痛む身体よりも、心の奥でくすぶる悔しさが強く燃えていた。
ドアが静かに開く音。
「よぉ、元気そうじゃねぇか。」
ふいに聞こえたその声に、柏木は驚いたように振り返った。
「悠斗さん……!」
そこには、どこか気恥ずかしそうに立つ久世 悠斗の姿があった。
「お見舞い、っすか……?」
「まぁな。」
悠斗は手にしていたリンゴジュースのパックを柏木に投げ渡す。
「お前は馬鹿だな。……獅堂を避けてりゃ、予選突破はいけたろ。」
その言葉に、柏木は少しだけ目を伏せた。
「おれ……」
言いかけて、言葉に詰まる。だが悠斗は、ふっと笑った。
「ばーか、分かってるよ。」
柏木の目が見開かれる。
「……俺のためだろ?」
「え……」
「お前は、獅堂がどれだけヤバい相手かを知ってて、あえてぶつかった。少しでも情報引き出そうとしたんだよな?」
悠斗は、壁に寄りかかりながら言葉を続ける。
「俺はな、獅堂が1位になると読んで、わざと4位を狙った。決勝トーナメントで、あいつと当たりやすくなるようにな。」
柏木の中で、全てが繋がった。
(やっぱり……悠斗さんは、全部見えてたんだ)
柏木は思い出す。1年前、悠斗が1年生だった時。
入学当時彼が挑んだのは、当時2年生の獅堂 獅音——そして、完敗だったという話を。
その借りを返すため、悠斗はずっと準備していたのだ。
「……ありがとうな。」
ぼそりと、照れくさそうに柏木が呟いた。
「悠斗さん......俺ぇ~。
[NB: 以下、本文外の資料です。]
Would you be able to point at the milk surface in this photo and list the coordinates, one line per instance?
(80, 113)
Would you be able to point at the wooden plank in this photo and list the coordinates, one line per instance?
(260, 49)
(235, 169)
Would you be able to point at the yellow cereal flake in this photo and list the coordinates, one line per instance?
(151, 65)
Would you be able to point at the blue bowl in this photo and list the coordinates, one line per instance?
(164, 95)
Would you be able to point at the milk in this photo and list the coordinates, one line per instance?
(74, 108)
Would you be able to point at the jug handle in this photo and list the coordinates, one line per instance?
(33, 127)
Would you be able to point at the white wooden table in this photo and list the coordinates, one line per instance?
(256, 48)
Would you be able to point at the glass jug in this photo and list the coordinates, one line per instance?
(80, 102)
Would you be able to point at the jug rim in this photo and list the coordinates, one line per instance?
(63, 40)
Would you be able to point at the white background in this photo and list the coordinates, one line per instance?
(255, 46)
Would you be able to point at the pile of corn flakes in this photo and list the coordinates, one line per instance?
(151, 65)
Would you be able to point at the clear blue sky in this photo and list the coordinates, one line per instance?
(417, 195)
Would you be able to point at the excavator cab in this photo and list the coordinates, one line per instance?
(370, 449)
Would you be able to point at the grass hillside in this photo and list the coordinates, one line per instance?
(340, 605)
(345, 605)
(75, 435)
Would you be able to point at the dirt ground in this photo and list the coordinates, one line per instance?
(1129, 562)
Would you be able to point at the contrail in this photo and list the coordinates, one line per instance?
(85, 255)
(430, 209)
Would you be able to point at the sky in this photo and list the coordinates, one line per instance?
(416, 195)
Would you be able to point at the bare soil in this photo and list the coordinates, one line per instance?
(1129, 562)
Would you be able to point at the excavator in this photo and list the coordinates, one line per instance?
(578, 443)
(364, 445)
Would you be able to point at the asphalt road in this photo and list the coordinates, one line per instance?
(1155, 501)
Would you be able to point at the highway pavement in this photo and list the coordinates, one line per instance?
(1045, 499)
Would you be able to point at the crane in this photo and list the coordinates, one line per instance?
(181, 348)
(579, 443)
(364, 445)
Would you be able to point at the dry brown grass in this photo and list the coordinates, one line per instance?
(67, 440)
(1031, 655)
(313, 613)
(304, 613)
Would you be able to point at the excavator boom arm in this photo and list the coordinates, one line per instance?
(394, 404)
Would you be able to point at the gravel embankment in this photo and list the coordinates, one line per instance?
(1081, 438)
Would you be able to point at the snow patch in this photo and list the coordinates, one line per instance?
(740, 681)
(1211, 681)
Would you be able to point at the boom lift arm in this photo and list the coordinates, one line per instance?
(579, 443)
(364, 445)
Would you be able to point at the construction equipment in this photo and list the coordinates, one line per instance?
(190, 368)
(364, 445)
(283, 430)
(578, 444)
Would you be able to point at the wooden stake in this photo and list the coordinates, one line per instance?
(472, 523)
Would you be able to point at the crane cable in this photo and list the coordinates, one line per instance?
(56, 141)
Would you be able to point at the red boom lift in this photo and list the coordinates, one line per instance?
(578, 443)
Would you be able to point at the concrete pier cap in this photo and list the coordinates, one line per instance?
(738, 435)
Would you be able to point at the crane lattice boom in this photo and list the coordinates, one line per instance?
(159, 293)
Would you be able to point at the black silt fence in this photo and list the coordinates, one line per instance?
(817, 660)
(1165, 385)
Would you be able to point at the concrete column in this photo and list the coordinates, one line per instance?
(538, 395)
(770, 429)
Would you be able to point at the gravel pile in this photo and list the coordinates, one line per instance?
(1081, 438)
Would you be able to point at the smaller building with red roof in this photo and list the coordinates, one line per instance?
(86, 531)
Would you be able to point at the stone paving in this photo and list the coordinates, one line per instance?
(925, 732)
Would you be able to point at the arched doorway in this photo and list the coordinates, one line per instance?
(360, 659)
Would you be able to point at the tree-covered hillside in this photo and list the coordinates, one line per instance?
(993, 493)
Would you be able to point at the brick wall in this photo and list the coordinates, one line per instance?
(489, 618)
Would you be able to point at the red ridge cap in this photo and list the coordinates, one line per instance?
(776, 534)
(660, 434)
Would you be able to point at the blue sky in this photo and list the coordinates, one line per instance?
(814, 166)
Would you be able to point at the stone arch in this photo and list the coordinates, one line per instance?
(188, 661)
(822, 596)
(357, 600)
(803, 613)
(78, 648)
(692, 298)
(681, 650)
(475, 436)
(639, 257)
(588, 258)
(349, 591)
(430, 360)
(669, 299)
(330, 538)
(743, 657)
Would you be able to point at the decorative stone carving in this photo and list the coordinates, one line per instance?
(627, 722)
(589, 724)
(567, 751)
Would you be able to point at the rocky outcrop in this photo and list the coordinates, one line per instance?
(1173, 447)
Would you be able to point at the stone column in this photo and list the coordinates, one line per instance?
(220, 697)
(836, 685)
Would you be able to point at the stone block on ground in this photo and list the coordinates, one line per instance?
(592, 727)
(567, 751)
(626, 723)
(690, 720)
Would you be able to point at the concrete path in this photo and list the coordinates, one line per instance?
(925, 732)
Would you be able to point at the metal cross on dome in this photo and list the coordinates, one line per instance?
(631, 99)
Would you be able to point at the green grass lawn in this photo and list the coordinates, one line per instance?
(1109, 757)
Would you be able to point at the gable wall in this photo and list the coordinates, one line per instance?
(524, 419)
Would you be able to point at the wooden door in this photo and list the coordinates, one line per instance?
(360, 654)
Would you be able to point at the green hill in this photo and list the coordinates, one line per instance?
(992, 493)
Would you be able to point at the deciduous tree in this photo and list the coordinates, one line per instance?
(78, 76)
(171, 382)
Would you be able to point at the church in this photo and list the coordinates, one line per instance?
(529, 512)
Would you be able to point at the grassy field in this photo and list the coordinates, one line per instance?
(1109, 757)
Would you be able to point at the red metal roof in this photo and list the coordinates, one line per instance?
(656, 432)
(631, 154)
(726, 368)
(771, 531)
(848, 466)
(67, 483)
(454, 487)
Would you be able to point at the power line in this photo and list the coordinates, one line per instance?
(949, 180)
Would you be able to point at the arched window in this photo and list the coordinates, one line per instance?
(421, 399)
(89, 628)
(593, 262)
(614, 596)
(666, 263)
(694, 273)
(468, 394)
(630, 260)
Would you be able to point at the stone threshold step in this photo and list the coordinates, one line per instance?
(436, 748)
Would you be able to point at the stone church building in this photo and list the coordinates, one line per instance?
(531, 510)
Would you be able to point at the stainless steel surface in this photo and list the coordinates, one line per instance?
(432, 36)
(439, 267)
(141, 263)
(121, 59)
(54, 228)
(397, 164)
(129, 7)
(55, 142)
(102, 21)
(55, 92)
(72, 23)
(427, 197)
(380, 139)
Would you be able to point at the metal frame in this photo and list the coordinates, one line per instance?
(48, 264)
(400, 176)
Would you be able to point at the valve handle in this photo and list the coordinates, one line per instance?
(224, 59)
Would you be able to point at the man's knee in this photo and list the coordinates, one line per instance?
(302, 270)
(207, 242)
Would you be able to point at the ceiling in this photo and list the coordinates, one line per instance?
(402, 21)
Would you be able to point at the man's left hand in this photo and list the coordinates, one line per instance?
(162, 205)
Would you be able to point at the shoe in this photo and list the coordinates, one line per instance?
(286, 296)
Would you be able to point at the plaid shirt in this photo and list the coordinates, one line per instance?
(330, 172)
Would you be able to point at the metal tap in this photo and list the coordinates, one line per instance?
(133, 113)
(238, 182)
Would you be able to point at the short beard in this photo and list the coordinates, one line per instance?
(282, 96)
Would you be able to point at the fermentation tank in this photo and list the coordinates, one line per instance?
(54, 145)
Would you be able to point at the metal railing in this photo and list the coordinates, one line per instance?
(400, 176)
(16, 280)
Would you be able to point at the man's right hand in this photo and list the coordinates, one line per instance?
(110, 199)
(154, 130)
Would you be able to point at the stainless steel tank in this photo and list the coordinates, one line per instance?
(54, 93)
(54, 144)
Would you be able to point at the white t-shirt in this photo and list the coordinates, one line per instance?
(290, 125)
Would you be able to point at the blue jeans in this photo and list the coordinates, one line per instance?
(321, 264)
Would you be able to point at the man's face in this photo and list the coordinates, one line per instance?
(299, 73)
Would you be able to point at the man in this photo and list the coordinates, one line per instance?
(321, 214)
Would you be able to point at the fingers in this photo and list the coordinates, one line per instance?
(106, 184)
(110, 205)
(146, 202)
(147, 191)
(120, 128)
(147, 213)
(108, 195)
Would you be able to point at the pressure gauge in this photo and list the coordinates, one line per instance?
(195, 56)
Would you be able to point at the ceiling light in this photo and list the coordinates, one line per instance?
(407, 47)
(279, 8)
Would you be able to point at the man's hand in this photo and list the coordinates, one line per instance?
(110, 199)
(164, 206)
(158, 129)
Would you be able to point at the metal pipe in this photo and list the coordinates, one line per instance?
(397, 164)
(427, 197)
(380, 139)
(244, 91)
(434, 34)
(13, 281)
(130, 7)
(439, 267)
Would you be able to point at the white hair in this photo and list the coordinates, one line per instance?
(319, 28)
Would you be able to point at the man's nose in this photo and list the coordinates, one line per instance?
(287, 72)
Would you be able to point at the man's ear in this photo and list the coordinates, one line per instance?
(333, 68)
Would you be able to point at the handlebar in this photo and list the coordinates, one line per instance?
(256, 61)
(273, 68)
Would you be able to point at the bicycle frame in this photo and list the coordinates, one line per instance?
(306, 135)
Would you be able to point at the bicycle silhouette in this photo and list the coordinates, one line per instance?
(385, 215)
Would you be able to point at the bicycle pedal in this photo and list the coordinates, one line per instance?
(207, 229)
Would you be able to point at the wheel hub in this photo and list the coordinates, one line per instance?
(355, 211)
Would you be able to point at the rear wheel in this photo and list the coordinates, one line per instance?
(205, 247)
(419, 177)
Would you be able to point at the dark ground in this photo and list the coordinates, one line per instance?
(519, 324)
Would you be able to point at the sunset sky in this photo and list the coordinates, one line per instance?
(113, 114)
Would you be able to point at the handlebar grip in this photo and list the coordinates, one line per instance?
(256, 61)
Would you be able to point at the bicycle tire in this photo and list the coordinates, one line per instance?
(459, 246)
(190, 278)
」
悠斗はそっぽを向いたまま、だがわずかに口角を上げる。
「でもまぁ……あの爆炎の拳、なかなか見応えあったぜ。」
「ええ……まじですか!それ、褒めてます?」
「どーだろな。」
ふたりの間に流れるのは、静かで、確かな信頼だった。
そして悠斗は、診療室の扉に手をかけながら、こう言った。
「次は……俺が勝つ。」
柏木は、笑みを浮かべて力強く頷いた。
「その時は、俺も負けねぇっすよ。」
熱き闘志が、またひとつ繋がっていく——。